CollisionRight. In late 2020, the Dallas-based private equity group CenterOak formed CollisionRight. Since its founding under the leadership of CEO Rich Harrison, the company has been on an acquisition tear. In the first half of 2022, they acquired Select Collision Group, which operates four shops in Pennsylvania. CollisionRight now operates at least 62 shops in states in the Northeast and the Midwest.

New Players

VIVE Collision, formed by former H&V Collision CEO Vartan Jerian and former private equity investors Scott Leffler and Phil Taub, has been acquiring in the Northeast U.S. with two significant transactions in 2021: Crown Collision, a three-shop MSO in Rhode Island, and POC Collision Repair Centers, a four-shop MSO in Maine. So far, VIVE has acquired four shops in 2022 and expects to end the year with north of 20 total shops.
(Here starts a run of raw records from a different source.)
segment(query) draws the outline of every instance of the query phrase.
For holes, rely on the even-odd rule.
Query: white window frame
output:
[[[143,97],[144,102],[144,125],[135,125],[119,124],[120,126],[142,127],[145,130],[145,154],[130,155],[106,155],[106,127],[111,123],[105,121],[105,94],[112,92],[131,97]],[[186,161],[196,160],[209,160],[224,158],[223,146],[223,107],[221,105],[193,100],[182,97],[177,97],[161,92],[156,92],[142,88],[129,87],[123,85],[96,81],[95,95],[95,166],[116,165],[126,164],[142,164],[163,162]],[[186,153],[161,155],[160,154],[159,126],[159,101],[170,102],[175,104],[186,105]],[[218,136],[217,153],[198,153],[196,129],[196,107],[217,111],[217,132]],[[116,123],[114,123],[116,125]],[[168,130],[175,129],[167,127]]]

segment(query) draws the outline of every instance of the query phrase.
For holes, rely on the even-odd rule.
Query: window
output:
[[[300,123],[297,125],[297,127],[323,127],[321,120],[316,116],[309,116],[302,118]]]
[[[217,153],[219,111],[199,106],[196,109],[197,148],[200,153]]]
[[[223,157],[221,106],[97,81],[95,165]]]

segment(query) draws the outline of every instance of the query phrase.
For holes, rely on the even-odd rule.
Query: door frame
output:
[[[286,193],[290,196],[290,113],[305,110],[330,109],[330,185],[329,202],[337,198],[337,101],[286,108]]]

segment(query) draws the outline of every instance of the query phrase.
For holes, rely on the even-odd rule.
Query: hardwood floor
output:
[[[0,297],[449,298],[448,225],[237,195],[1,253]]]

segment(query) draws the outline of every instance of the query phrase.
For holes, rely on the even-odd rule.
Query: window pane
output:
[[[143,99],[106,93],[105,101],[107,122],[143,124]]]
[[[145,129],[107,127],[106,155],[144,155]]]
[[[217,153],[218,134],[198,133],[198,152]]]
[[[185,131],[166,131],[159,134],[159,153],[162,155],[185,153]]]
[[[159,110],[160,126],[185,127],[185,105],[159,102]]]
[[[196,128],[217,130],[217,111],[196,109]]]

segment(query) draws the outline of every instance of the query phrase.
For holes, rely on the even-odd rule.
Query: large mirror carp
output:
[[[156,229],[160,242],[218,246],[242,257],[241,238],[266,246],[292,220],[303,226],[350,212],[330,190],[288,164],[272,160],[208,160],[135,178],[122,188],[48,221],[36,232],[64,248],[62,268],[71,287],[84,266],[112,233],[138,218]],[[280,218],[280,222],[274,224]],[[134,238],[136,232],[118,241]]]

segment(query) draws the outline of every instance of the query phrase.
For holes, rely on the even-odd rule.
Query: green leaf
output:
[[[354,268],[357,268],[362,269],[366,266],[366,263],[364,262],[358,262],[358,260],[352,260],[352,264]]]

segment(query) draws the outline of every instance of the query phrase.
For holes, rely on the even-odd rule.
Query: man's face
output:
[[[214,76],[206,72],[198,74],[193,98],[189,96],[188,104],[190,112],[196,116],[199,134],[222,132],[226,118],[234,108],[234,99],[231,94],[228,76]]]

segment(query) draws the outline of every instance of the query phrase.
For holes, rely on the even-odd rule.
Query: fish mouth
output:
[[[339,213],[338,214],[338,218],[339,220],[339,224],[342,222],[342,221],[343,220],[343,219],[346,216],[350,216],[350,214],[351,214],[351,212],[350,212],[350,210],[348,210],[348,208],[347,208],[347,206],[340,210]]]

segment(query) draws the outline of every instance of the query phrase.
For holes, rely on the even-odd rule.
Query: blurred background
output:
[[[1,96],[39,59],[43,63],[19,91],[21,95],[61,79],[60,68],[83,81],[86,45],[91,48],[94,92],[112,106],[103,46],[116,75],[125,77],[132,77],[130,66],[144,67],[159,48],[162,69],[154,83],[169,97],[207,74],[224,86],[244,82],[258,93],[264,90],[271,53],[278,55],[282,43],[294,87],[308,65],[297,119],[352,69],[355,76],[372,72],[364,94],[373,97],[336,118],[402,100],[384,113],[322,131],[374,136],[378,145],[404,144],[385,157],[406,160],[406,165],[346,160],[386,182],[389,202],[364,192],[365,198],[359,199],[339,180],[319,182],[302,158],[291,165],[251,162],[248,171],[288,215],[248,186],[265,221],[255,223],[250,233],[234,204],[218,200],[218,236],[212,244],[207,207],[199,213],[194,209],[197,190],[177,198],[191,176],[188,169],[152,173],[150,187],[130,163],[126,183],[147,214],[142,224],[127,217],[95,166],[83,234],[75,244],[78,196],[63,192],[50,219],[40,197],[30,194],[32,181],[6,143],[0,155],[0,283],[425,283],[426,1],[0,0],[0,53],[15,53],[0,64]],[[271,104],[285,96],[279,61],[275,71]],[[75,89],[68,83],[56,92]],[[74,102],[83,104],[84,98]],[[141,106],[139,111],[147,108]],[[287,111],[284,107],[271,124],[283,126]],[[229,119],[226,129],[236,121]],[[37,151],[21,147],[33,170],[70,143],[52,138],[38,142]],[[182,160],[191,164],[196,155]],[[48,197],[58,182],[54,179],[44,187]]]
California Growth Vehicles

Having beefed up its executive team and examined multiple targets, Chilton CARSTAR now operates 15 total locations in the San Francisco Bay Area along with one in the L.A. Basin.

G&C Auto Body, the largest independent MSO based in Northern California, acquired four new locations in the first half of 2022 and now operates a total of 26 locations with announced plans for three additional openings over the third quarter.

Under the Radar

Three new private equity-backed groups are in the process of acquiring their first platforms. They will be disclosed after closing their acquisitions. Focus Advisors expects more new entrants to come into the industry during the remainder of the year as the appetite for resilient, cash-flowing businesses increases.
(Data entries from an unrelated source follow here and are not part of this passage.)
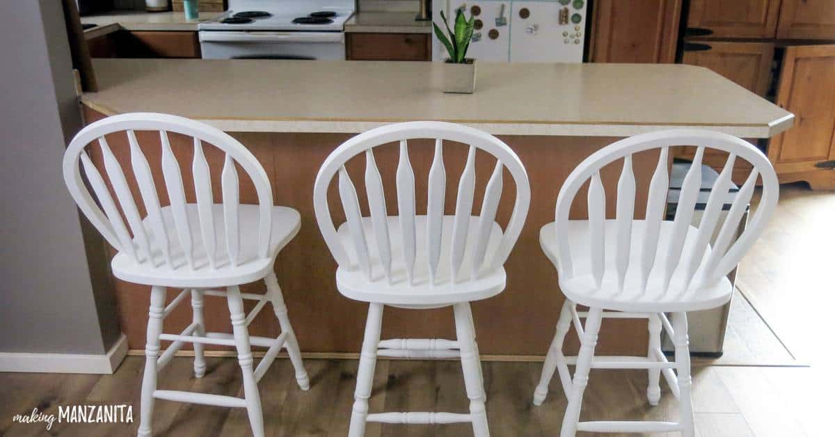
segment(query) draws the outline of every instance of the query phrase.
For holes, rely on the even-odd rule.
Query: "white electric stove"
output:
[[[197,26],[206,59],[345,59],[354,0],[229,0]]]

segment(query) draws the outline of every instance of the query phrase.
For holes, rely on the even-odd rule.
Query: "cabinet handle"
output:
[[[825,160],[822,162],[818,162],[815,164],[815,166],[819,169],[832,169],[835,170],[835,160]]]
[[[684,51],[685,52],[706,52],[713,48],[712,46],[709,44],[701,44],[698,43],[685,43]]]
[[[687,28],[684,31],[686,37],[706,37],[712,34],[713,30],[705,28]]]

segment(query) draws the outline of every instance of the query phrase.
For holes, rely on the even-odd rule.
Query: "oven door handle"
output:
[[[223,32],[197,33],[200,42],[211,43],[342,43],[342,32]]]

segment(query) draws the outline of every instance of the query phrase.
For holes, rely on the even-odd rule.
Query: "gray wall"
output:
[[[104,353],[119,329],[88,265],[101,272],[102,246],[61,174],[82,125],[61,1],[0,1],[0,352]]]

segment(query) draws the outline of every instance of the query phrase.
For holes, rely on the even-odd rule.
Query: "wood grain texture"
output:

Why So Much Interest from Private Equity?

While there are multiple reasons why large pools of institutional capital are attracted to the collision repair industry, the overriding reason is sustainable cash flow. In good times and bad times, businesses with historically positive cash flows are attractive to large pools of capital whose primary objective is more predictable returns and lower risk.
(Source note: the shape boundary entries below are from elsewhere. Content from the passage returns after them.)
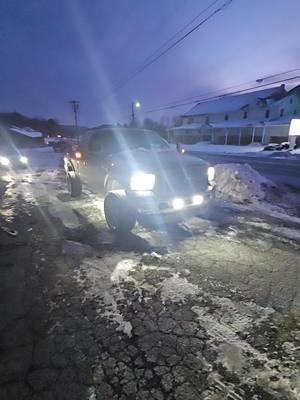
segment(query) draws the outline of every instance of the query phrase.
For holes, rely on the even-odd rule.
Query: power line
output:
[[[177,39],[173,44],[168,46],[165,50],[160,52],[156,57],[154,57],[152,60],[148,61],[146,64],[142,65],[140,68],[138,68],[132,75],[130,75],[126,80],[121,82],[118,86],[116,86],[115,91],[119,90],[121,87],[125,86],[129,81],[131,81],[133,78],[135,78],[137,75],[139,75],[141,72],[143,72],[146,68],[148,68],[150,65],[155,63],[157,60],[159,60],[162,56],[164,56],[166,53],[168,53],[171,49],[176,47],[179,43],[181,43],[184,39],[186,39],[189,35],[191,35],[194,31],[199,29],[202,25],[204,25],[207,21],[209,21],[211,18],[213,18],[216,14],[219,12],[223,11],[225,8],[227,8],[233,0],[226,0],[220,7],[218,7],[216,10],[211,12],[206,18],[201,20],[197,25],[195,25],[192,29],[190,29],[187,33],[182,35],[179,39]],[[215,2],[215,1],[214,1]],[[213,3],[214,3],[213,2]]]
[[[223,89],[212,90],[210,92],[202,93],[201,95],[189,96],[189,97],[185,97],[185,98],[180,99],[180,100],[169,101],[166,104],[162,104],[161,107],[171,106],[171,105],[177,104],[178,102],[188,101],[188,100],[192,100],[192,99],[195,99],[198,102],[198,101],[201,100],[201,99],[199,99],[200,96],[210,96],[210,95],[213,95],[213,94],[218,93],[218,92],[224,92],[224,91],[227,92],[228,90],[236,89],[236,88],[239,88],[239,87],[245,86],[245,85],[252,85],[252,84],[255,84],[255,82],[256,83],[263,82],[263,81],[265,81],[265,80],[267,80],[269,78],[273,78],[273,77],[280,76],[280,75],[286,75],[286,74],[289,74],[289,73],[295,72],[295,71],[300,71],[300,68],[294,68],[294,69],[291,69],[291,70],[288,70],[288,71],[278,72],[276,74],[269,75],[269,76],[266,76],[266,77],[263,77],[263,78],[260,78],[260,79],[252,80],[252,81],[249,81],[249,82],[240,83],[238,85],[229,86],[229,87],[226,87],[226,88],[223,88]],[[259,87],[259,86],[257,86],[257,87]],[[223,94],[226,94],[226,93],[223,93]],[[219,96],[221,96],[221,95],[222,94],[220,94]]]
[[[276,76],[279,76],[279,75],[282,75],[282,74],[289,74],[291,72],[296,72],[296,71],[299,71],[299,70],[300,70],[300,68],[290,69],[289,71],[286,71],[286,72],[277,73],[277,74],[273,74],[273,75],[265,76],[263,78],[256,79],[256,82],[260,83],[260,82],[265,81],[266,79],[275,78]]]
[[[299,78],[300,78],[300,75],[297,75],[297,76],[293,76],[291,78],[286,78],[286,79],[281,79],[281,80],[277,80],[277,81],[273,81],[273,82],[269,82],[269,83],[264,83],[263,85],[259,85],[259,86],[252,86],[252,87],[248,87],[246,89],[236,90],[236,91],[230,92],[230,93],[224,93],[223,95],[211,96],[211,97],[206,97],[206,98],[200,99],[200,100],[198,99],[198,100],[189,101],[189,102],[186,102],[186,103],[179,103],[179,104],[175,104],[175,105],[171,105],[171,106],[160,107],[160,108],[156,108],[156,109],[145,111],[145,113],[149,114],[149,113],[163,111],[163,110],[171,110],[171,109],[174,109],[174,108],[183,107],[183,106],[190,105],[190,104],[195,104],[195,103],[198,103],[198,104],[199,103],[205,103],[206,101],[209,101],[209,100],[215,100],[215,99],[219,99],[219,98],[225,97],[225,96],[232,96],[232,95],[235,95],[235,94],[248,92],[249,90],[259,89],[261,87],[275,85],[276,83],[288,82],[288,81],[291,81],[291,80],[294,80],[294,79],[299,79]]]
[[[180,33],[182,33],[187,27],[189,27],[193,22],[195,22],[201,15],[203,15],[206,11],[208,11],[211,7],[213,7],[216,3],[218,3],[220,0],[214,0],[212,3],[210,3],[204,10],[202,10],[199,14],[197,14],[192,20],[190,20],[187,24],[185,24],[182,28],[180,28],[176,33],[174,33],[168,40],[163,42],[153,53],[151,53],[148,57],[144,59],[144,61],[141,63],[141,66],[138,67],[137,69],[141,68],[144,64],[146,64],[149,60],[151,60],[152,57],[154,57],[159,51],[161,51],[166,45],[168,45],[170,42],[172,42],[173,39],[175,39]],[[134,71],[136,72],[136,70]],[[120,83],[117,84],[121,85],[122,80]]]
The Ubers, Airbnbs and other tech darlings whose shares have plummeted over the last three months don’t generate cash; they burn cash — billions of dollars of cash. Investors in these kinds of companies are not seeking stability. They are seeking hyper-growth and, for much of the last decade, the focus on top-line revenue growth and market share gains among the tech darlings has propelled these stocks to extraordinary values.

In markets where the wind is at one’s back, these kinds of investments do extraordinarily well. But when the wind shifts — as it has over the last three months — and the economy slows, there is more focus on companies with more stable cash flows. Whether or not we are currently in a recession, expectations for dramatic high growth opportunities in technology, crypto finance or other sexy investment opportunities have diminished. This puts relatively more focus on cash-generating and defensive industries like collision repair.

Institutions with large pools of uninvested cash continually search for the right balance between risk and reward. How much risk should I take for how much reward? During the past five years, with treasury bills at very low rates, many value investors have been willing to accept relatively modest returns from more stable cash flow generating businesses. Collision repairers have decades of stable cash flow, albeit with gradually increasing investment requirements and declining numbers of participants.

So with such strong demand from consolidators old and new, now is a good time for collision repairers to find sponsors to help capitalize their future growth or consider exiting while the demand for acquisitions continues to be robust.